Rule 1: if the scene could sell washing powder, don’t shoot.

There is an abundance of problems involved in human existence, an abundance of joys and an abundance of potential sensory data—none of which is explored in these films. It remains a riddle, when the rest of human endeavours, not least artistic ones, struggle with ideas, situations, history and nonsense, how cinema, with its unique capabilities of portraying what it means to exist as a human life-form within this world of ideas, situations, history and nonsense, can so often be so thoughtless. So stupid. To take but one example—I do believe this is one of the big challenges of contemporary cinema, and it is not a rhetorical question but cause for some reflection: why is it that in all the films I watched, the only female main characters were

  1. the generic ‘old woman’
  2. a teenage vampire?

Really, why? You don’t need to declare yourself a feminist to find something very peculiar about cinema’s reluctance to subjectivise individual female characters. This is but one strikingly obvious example of the vast scope of potential struggles evidently not being fought within the short film.

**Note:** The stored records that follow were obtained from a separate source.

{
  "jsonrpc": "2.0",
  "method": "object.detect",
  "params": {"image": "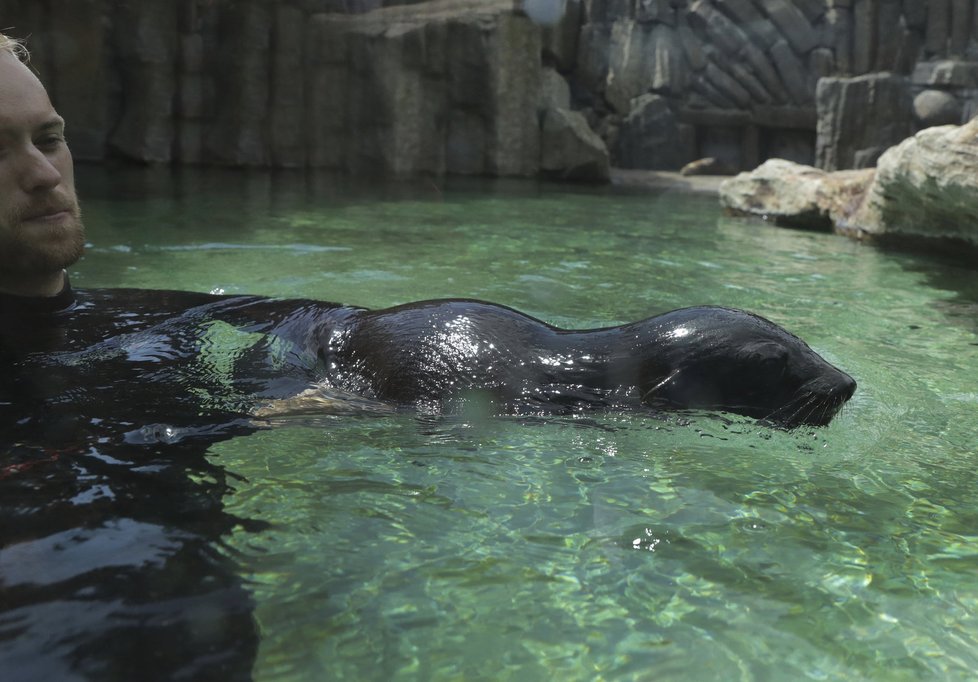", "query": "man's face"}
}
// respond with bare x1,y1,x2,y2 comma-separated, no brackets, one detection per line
0,52,85,286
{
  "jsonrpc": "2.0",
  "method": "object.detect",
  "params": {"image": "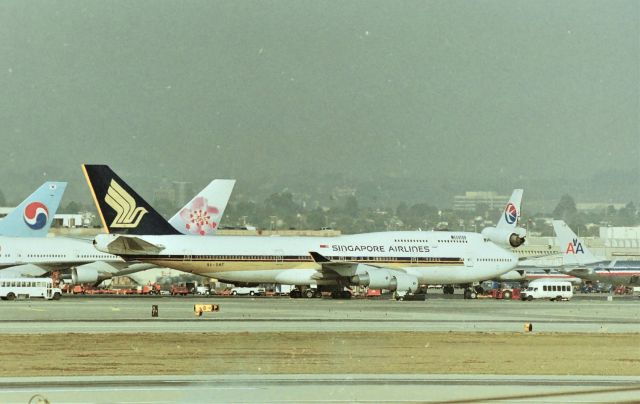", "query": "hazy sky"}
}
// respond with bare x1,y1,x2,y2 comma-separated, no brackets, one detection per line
0,0,640,207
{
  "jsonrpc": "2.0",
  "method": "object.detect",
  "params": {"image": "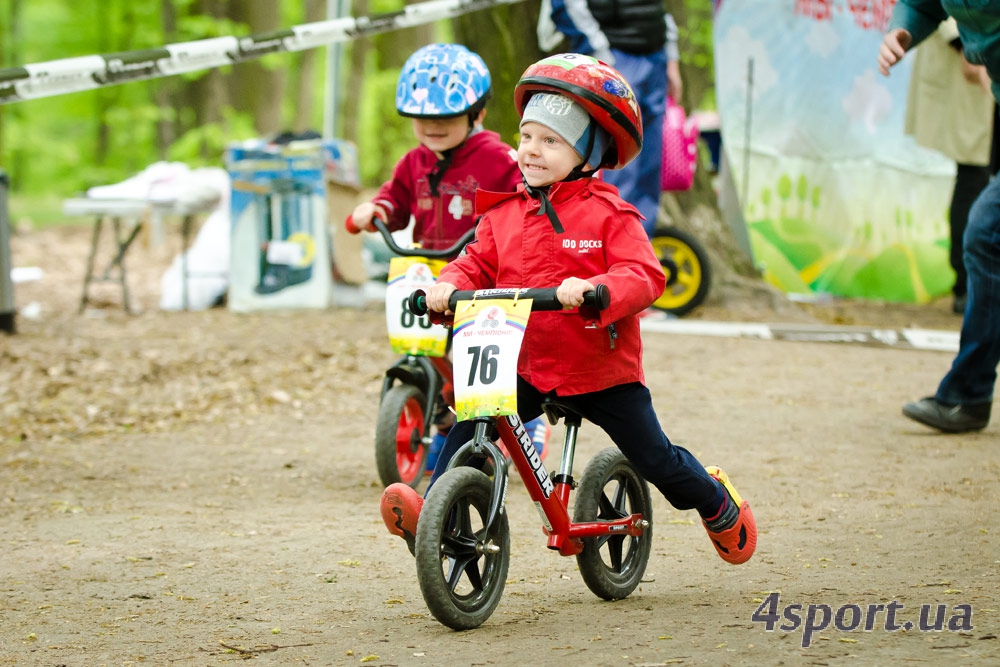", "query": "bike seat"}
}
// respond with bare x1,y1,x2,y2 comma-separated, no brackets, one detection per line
542,396,583,426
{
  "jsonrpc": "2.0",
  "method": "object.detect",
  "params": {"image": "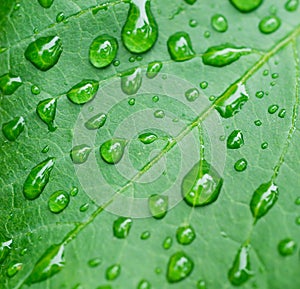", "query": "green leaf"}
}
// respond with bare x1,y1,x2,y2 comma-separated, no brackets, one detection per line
0,0,300,289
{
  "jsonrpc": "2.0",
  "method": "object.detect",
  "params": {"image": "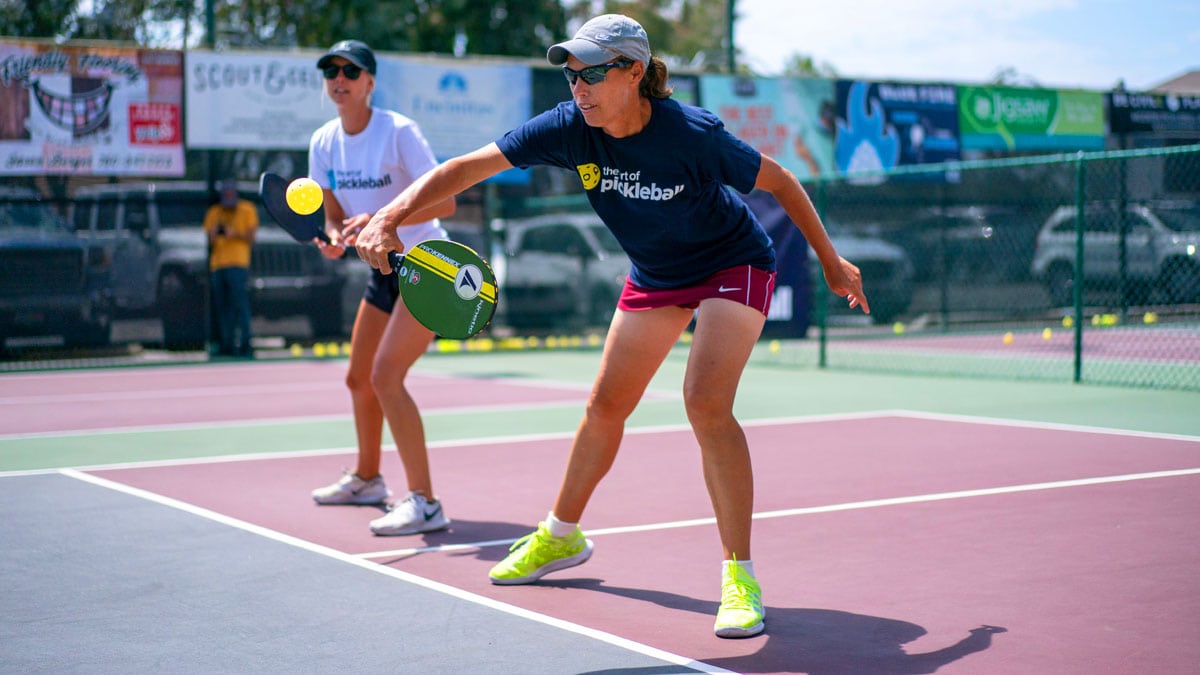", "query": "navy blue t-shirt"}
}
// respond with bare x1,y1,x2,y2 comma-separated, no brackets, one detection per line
496,98,775,288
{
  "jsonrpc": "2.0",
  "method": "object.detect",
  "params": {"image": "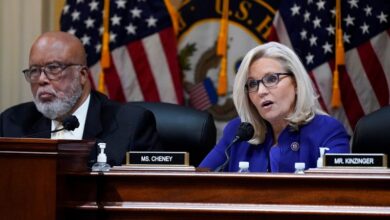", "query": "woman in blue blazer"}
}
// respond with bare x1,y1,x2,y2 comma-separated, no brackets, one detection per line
199,42,349,172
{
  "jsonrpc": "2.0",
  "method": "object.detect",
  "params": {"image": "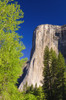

The level of technical know-how and stylistic ambition is generally very high in most of these films, but spirits are low. Most of the material shows and tells us less than a successful internet meme. Cinema is not philosophy, it is not painting, it is not theatre and it is not writing—it is something else altogether, and it’s best when it takes itself seriously as such. Godard said he made films to create friction, so philosophers like his contemporary Foucault would speak a little slower, proclaim a little less. Then again, he said a lot of things. There are many things to do with a film, all in all this programme does rather little of it. Cinema—especially new, young, ‘fresh’ cinema—must start conversing with the humanities and the arts again. Meanwhile, we’ll be sharing more challenging things on YouTube.